Éviter que ça recommence
Purgez l'ensemble des radiateurs chaque automne avant la première mise en route, en commençant par le rez-de-chaussée, puis contrôlez la pression à froid. Manœuvrez les têtes thermostatiques deux fois pendant l'été pour éviter le grippage. Passez un chiffon dans les glissières de console avant de repeindre un radiateur, et laissez les points de contact nus.
Vos questions, nos réponses
Les claquements peuvent-ils casser un radiateur ?
Non. Ils traduisent une contrainte de dilatation qui se libère brutalement, pas une fatigue du corps de chauffe, dimensionné pour des pressions bien supérieures. Le seul risque réel concerne les raccords : un tube longuement contraint peut fissurer une soudure à la longue. C'est cette usure lente qu'il faut éviter.
Pourquoi mon radiateur claque-t-il aussi le soir ?
Le refroidissement produit exactement le même phénomène en sens inverse : le métal se rétracte et libère les contraintes accumulées. Beaucoup ne remarquent que les bruits du matin parce que le logement est silencieux. Des claquements symétriques matin et soir confirment un problème de dilatation, non de circulation d'eau.
Un radiateur en fonte fait-il moins de bruit ?
La fonte, plus massive et plus inerte, monte en température lentement et claque effectivement beaucoup moins. En contrepartie, son poids exige des fixations robustes qui, si elles bloquent, transmettent d'autant mieux les contraintes au mur. Les radiateurs acier à faible inertie restent les plus bruyants.
Faut-il purger tous les radiateurs pour régler le problème ?
Seulement si le bruit ressemble à de l'eau qui gargouille ou si le haut de l'appareil reste froid. Un claquement sec et métallique n'a rien à voir avec de l'air, et une purge n'y changera rien.
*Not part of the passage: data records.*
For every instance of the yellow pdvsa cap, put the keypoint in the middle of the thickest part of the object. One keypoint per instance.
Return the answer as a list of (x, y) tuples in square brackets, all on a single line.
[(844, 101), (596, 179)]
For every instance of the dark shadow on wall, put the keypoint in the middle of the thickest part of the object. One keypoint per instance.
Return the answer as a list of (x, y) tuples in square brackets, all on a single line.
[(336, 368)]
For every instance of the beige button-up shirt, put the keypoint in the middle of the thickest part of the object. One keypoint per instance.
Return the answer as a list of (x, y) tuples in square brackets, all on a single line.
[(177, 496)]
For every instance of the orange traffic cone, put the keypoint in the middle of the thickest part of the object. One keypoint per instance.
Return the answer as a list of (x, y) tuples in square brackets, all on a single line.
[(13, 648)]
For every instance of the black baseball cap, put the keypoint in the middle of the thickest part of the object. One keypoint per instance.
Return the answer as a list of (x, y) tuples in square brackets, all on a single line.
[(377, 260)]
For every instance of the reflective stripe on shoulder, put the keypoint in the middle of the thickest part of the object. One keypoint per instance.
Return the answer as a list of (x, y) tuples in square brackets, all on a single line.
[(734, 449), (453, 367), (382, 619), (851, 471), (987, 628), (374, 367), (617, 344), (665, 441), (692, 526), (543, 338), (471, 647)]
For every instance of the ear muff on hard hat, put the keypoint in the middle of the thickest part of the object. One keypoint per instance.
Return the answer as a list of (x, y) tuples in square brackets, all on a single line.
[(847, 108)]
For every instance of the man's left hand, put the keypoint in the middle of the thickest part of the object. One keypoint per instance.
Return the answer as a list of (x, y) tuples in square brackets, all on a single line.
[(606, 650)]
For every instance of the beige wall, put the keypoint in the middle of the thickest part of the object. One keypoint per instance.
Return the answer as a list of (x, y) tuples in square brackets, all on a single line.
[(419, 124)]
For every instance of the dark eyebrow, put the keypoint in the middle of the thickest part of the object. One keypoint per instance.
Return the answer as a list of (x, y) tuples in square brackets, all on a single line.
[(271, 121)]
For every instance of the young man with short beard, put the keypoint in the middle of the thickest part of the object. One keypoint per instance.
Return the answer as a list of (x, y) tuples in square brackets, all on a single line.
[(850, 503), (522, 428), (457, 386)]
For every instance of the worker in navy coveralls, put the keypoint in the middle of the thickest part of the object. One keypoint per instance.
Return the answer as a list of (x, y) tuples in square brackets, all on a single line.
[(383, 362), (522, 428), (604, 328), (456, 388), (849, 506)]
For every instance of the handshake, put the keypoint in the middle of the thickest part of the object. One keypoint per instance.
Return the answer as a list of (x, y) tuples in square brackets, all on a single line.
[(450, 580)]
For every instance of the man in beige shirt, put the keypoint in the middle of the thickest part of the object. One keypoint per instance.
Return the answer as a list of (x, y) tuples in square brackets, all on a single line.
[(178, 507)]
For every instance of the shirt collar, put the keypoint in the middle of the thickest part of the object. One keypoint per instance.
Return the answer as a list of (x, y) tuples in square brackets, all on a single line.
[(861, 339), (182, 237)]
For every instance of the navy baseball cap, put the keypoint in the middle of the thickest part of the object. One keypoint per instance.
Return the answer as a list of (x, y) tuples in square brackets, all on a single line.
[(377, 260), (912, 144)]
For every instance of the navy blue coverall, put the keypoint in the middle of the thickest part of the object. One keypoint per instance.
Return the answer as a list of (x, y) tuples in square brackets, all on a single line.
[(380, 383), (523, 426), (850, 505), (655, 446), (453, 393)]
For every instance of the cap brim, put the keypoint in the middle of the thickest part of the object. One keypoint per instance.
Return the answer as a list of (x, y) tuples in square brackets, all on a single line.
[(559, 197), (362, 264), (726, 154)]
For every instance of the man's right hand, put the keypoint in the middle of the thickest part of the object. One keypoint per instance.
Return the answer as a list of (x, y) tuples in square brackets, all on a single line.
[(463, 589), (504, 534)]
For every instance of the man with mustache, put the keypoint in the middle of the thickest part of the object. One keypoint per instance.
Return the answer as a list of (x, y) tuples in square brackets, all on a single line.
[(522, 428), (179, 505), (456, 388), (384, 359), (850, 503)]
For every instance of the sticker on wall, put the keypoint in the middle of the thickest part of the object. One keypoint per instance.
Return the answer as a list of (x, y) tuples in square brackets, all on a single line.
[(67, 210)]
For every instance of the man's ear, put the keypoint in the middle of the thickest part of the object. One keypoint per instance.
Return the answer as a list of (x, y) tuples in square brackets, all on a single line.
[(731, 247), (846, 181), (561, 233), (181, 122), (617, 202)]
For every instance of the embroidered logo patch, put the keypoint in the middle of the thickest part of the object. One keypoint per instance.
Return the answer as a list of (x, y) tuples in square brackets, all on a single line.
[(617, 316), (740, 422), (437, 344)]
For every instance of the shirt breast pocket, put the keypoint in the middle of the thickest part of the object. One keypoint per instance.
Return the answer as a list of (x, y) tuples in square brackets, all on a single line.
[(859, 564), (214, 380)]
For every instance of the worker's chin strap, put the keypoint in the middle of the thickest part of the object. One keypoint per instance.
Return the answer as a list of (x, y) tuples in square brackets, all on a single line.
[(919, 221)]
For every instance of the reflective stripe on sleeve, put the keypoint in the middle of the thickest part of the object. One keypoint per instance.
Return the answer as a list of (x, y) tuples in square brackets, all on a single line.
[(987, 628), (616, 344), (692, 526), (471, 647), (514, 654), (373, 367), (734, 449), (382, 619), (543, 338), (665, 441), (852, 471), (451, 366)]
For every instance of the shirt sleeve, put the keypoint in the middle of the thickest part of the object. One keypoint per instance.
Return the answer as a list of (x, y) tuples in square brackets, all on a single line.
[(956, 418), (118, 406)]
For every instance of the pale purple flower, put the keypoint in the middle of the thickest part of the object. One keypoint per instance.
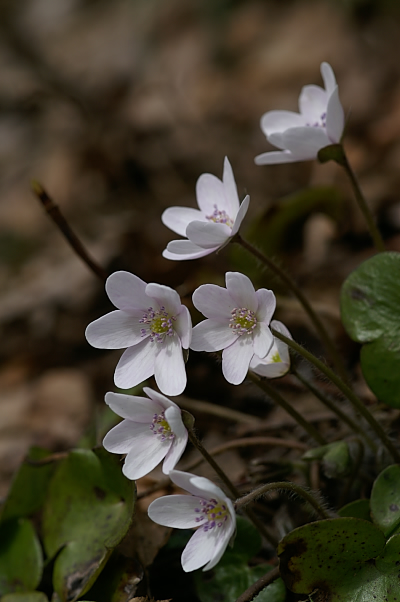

Purger inutilement fait chuter la pression du circuit et peut créer, elle, un vrai dysfonctionnement.
Le bruit vient du plancher, que faire sans tout casser ?
Commencez par les points accessibles : sorties de tube au pied des radiateurs, plinthes, seuils de porte. Un simple dégagement de la traversée et un joint souple règlent beaucoup de cas sans ouvrir la chape. Si le bruit reste au milieu d'une pièce, une caméra thermique localise le tracé exact des tubes.
Faut-il couper l'eau avant d'intervenir ?
Oui, presque toujours : fermez le robinet d'arrêt local s'il existe, sinon la vanne générale au compteur. Ouvrez ensuite un robinet en point bas pour purger la pression résiduelle. Ce réflexe de 30 secondes évite la giclée au démontage et transforme une réparation simple en intervention sereine.
Le geste est-il couvert par mon assurance habitation ?
L'assurance couvre les dégâts des eaux consécutifs (plafond du voisin, parquet gondolé), pas la réparation de la pièce d'origine ni l'usure normale. Conservez photos et factures : elles accélèrent l'indemnisation si la panne provoque un sinistre. En location, l'entretien courant revient au locataire.
Combien de temps prend ce type d'intervention ?
Pour un bricoleur équipé, comptez de 30 minutes à 2 heures selon l'accessibilité et l'état des pièces. Un artisan expérimenté va deux à trois fois plus vite, diagnostic compris. Prévoyez toujours une marge : un raccord grippé ou une pièce introuvable peut rallonger l'opération.